Fourthly, the New Testament does not always describe the eschaton in terms of the Son surrendering the kingdom to the Father. There are considerable variations on the theme and some of them should serve as warnings against building too confidently on 1 Corinthians 15 alone. For example, in Jude 24f. the Father is represented as presenting us faultless before his own glory. In Ephesians 5:26, the Son presents the church (his bride) to himself. In Revelation 21:2, 9ff., the church is again represented as a bride, ‘the wife of the Lamb’, but in this instance it is clearly implied that it is the Father who presents her to the Son. These passages should give us pause. The idea of the Father handing over the bride to Christ is as definitive as that of the Son handing over the kingdom to the Father. Neither concept implies complete renunciation or abdication by the other party. The bride of Christ remains the city of God. The kingdom of God remains the flock of Christ.
Finally, even in the current phase of the kingdom, when the Son clearly stands in the forefront, we should not minimize the involvement of the Father. In fact this appears very clearly in connection with both the title ‘Son of God’ and the concept of the kingdom in Colossians 1:12ff., where Paul urges the church to give thanks to the Father, who `has rescued us from the dominion of darkness and brought us into the kingdom of the Son he loves’. Here is the Father fully engaged in the work of the kingdom even before it is handed over to him. If this is possible (and without any subordination of the Father to the Son), why should there not be kingdom involvement on the part of the Son after the Father becomes the primary focus? This is the kind of problem which made later trinitarian theology necessary. The monarchy of Father and Son is one monarchy, and however necessary it became to stress that the Father was not the Son nor the Son the Father, it became equally necessary to insist that they were not two separate kings. In the last analysis, the resolution of the problems implicit in 1 Corinthians 15:24ff. could be found only along the lines suggested by John 10:30: ‘I and the Father are one.’
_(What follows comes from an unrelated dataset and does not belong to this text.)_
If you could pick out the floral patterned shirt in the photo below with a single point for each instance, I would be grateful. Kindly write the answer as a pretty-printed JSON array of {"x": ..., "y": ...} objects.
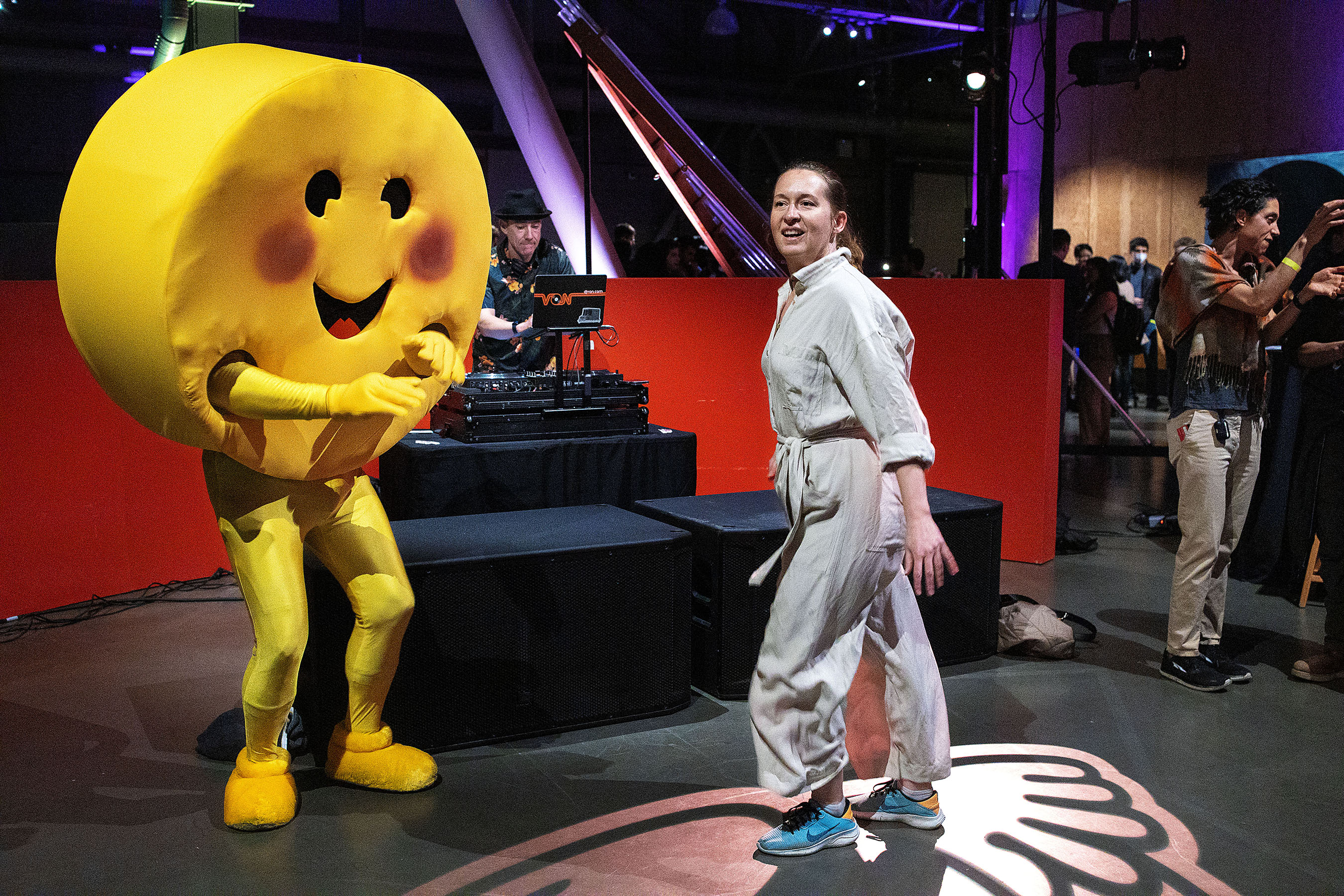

What of the clause, `so that God may be all in all’? Calvin answers as follows: ‘Then God will be governing heaven and earth by himself, without any intermediary, and then in that way he will be all.'” It is difficult to square this with other biblical passages which clearly indicate the supremacy of Christ over the world to come. The most important of these is Hebrews 2:5ff., which states categorically that the world (oikoumenen) to come is to be subject to the enthroned Saviour. The writer bases his assertion on the role assigned to the Son of Man in Psalm 8, especially verse 6: ‘You made him ruler over the works of your hands; you put everything under his feet.’ The sentiments of the psalmist are themselves rooted in Genesis 1:28, which directs Adam to exercise dominion over the whole creation. This clearly indicates that the dominion of God over the primal creation was not immediate. It was exercised through the First Adam. In the same way, the sovereignty of God over the new creation will be exercised through Jesus, the Last Adam and the Son of Man, already clothed with glory and honour.
The Person of Christ, IVP, 1998, pp86-89. Emphasis added.